Legge sul femminicidio, Silvia Salis: "Bisogna educare, non punire"
di F.S. - Roli
La candidata sindaca del centrosinistra al corteo organizzato da "Non una di meno" critica il disegno di legge: "Creare cultura è più difficile che reprimere"
"Più che punire bisognerebbe educare". È questo il messaggio lanciato dalla candidata sindaca di Genova del centrosinistra Silvia Salis al corteo transfemminista organizzato da "Non una di meno" in occasione della Giornata internazionale della donna. "Vorrei pensare ad un Paese che educa alla sensibilità, che faccia sì che questi temi vengano condivisi non solo l'8 marzo - spiega -. Educare, creare presidi educativi, sensibilizzare i bambini fin da piccoli e poi i giovani è un lavoro più complesso che fare leggi punitive. Bisogna creare le condizioni per cui i casi diminuiscano per un processo di educazione, non repressione".
Lavoro - Uno dei temi centrali per raggiungere la parità di genere è quello del lavoro. "Siamo un paese dove una donna su due non lavora nonostante sia in età da lavoro - denuncia Salis -: questo è un grandissimo tema economico oltre che sociale". Secondo la candidata sindaca infatti "l'Italia su tantissimi temi è in una posizione non accettabile per quanto riguarda i diritti delle donne, sul posizionamento nlla società e nel mondo del lavoro", dalla "tutela delle condizioni lavorative" alla "parità salariale", ma anche che "il carico della famiglia sia distribuito non solo sulle donne ma su tutti i componenti della famiglia stessa".

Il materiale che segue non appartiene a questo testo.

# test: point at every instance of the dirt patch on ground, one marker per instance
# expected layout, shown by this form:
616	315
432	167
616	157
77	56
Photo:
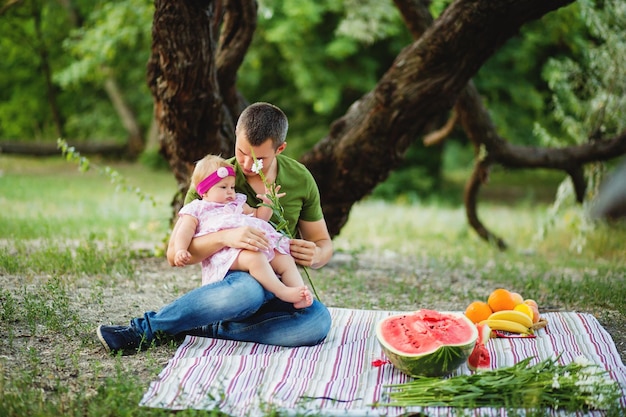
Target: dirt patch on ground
72	356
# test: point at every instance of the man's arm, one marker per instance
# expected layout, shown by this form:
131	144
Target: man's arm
315	248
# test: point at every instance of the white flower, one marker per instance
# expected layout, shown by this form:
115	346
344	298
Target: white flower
257	166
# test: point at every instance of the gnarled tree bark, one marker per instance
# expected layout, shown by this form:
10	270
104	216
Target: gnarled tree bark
198	47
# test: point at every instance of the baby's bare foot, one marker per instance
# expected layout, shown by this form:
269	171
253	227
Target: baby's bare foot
307	298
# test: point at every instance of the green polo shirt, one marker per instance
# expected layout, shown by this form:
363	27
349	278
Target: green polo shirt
302	197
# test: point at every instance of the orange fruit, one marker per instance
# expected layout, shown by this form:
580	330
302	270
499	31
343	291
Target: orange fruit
533	305
478	311
501	299
531	302
526	309
517	297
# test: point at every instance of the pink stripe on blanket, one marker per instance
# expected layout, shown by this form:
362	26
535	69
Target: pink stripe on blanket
337	376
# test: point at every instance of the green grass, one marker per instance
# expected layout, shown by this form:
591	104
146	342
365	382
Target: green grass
67	239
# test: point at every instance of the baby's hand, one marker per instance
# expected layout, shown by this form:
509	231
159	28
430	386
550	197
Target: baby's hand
182	257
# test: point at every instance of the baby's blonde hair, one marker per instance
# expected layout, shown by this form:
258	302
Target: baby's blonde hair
206	166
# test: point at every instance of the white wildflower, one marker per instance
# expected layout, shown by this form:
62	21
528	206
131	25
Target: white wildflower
257	166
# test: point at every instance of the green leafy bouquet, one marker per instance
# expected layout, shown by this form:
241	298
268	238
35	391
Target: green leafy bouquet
579	385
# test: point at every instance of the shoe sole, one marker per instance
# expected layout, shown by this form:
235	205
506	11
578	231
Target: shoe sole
104	343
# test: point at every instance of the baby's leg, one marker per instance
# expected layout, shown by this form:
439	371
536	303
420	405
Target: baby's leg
257	264
286	267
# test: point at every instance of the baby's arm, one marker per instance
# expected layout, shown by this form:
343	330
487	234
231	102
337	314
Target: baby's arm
183	234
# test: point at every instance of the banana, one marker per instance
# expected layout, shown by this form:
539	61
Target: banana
512	315
507	326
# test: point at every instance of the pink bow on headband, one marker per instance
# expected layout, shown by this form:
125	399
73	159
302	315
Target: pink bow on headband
215	177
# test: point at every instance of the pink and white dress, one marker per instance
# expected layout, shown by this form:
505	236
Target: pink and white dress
213	217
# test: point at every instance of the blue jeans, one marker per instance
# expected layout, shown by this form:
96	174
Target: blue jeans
238	308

Servizi - Secondo Salis mancano in particolare i servizi che possano garantire alle donne la possibilità di lavorare senza dover "accettare dei part time o smettere". "Il mio programma - spiega - riserverà grande spazio alle tematiche di genere, non solo perché sono una donna giovane con un figlio piccolo ma perché quando una donna riesce ad arrivare in una posizione influente non si deve dimenticare della fatica che le donne fanno tutti i giorni a tutti i livelli".
Parità di genere - Aggiunge Salis su Fcebook: "In Italia non c’è una vera parità di genere. Come donne, abbiamo meno opportunità lavorative, non c'è parità salariale e facciamo più fatica a costruire una carriera, trovandoci tutte davanti al bivio: figli o lavoro? I dati lo dicono chiaramente: siamo agli ultimi posti in Europa per occupazione femminile e tra i primi per famiglie in cui lavora solo l’uomo. In troppi casi il lavoro femminile è precario, frustrante, demotivante, part-time involontario, sottopagato. A Genova la situazione non è diversa. Il tasso di occupazione femminile è ben più basso di quello maschile e le donne rappresentano la maggioranza di chi è disponibile a lavorare ma non trova un impiego. Non è un caso che tante giovani decidano di andarsene. Se il lavoro femminile resta un percorso a ostacoli, se una donna è costretta a scegliere tra figli e carriera, se l’accesso a servizi essenziali come gli asili è difficile o costoso, significa che la città non sta funzionando per tutte. Anche nella politica le donne faticano ad arrivare ai vertici. In Italia le sindache sono meno del 15% del totale, e ancora troppo spesso una candidatura femminile viene vista come un'eccezione. Non può più essere così. Genova ha bisogno di investire nelle donne, perché una città che garantisce a tutte le stesse opportunità è una città più giusta, più forte, più felice. Non si tratta di enunciare principi astratti, ma di mettere in campo misure reali: asili nido accessibili, sostegno all’imprenditoria femminile, percorsi formativi che aprano le porte ai settori emergenti, parità salariale reale. È già domani per le donne di Genova.